The total area of urban forests of Perm in 2006 was 33,890 ha (338.90 km^{2}). They are controlled by the Perm urban forestry commission (Муниципальное учреждение «Пермский городской лесхоз»). On September 5, 2005 by Order #400-P of the governor of Perm Oblast, control over the local urban forests was transferred from federal forestries to the city.

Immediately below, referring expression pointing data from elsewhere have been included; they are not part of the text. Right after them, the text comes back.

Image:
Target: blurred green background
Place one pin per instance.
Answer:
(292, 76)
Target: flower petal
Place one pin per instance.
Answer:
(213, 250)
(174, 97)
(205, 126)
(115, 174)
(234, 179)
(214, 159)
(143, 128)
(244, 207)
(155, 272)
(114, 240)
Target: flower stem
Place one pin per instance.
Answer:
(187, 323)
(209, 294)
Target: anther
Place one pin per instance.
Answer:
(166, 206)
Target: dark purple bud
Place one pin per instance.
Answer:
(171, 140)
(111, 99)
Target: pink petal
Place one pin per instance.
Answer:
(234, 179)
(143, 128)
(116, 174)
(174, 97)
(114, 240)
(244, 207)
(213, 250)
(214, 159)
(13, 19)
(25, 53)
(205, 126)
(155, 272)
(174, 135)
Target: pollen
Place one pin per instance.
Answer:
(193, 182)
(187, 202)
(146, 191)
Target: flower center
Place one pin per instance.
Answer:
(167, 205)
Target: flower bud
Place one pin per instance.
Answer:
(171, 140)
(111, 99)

In 2005 the Perm municipal urban forestry commission reported taking the following measures:
- Gathering of wind-fallen trees and deadfalls in Chernyayevsky Forest over an area of 11 ha.
- Gathering of rubbish over an area of 54 ha.
- Maintenance of forest over an area of 6 ha.
- Some 3.5 ha of pine-trees were planted in Chernyayevsky Forest
- Measures were taken in biological forest pestscontrol; artificial nests were placed:
  - in Chernyayevsky Forest (80 nests);
  - in SPNT (Special Protected Natural Territory) "Sosnovy Bor" (70 nests);
  - in the forests of Ordzhonikidzevsky City District (60 nests);
  - in the forests of Kirovsky and Dzerzhinsky city districts (74 nests).
- 18 violations were noted, files were transferred to the MVD and Rosprirodnadzor (Russian nature inspection).
- 18 barriers were installed to prevent cars from entering Chernyayevsky Forest.
- 16 forest fires were extinguished.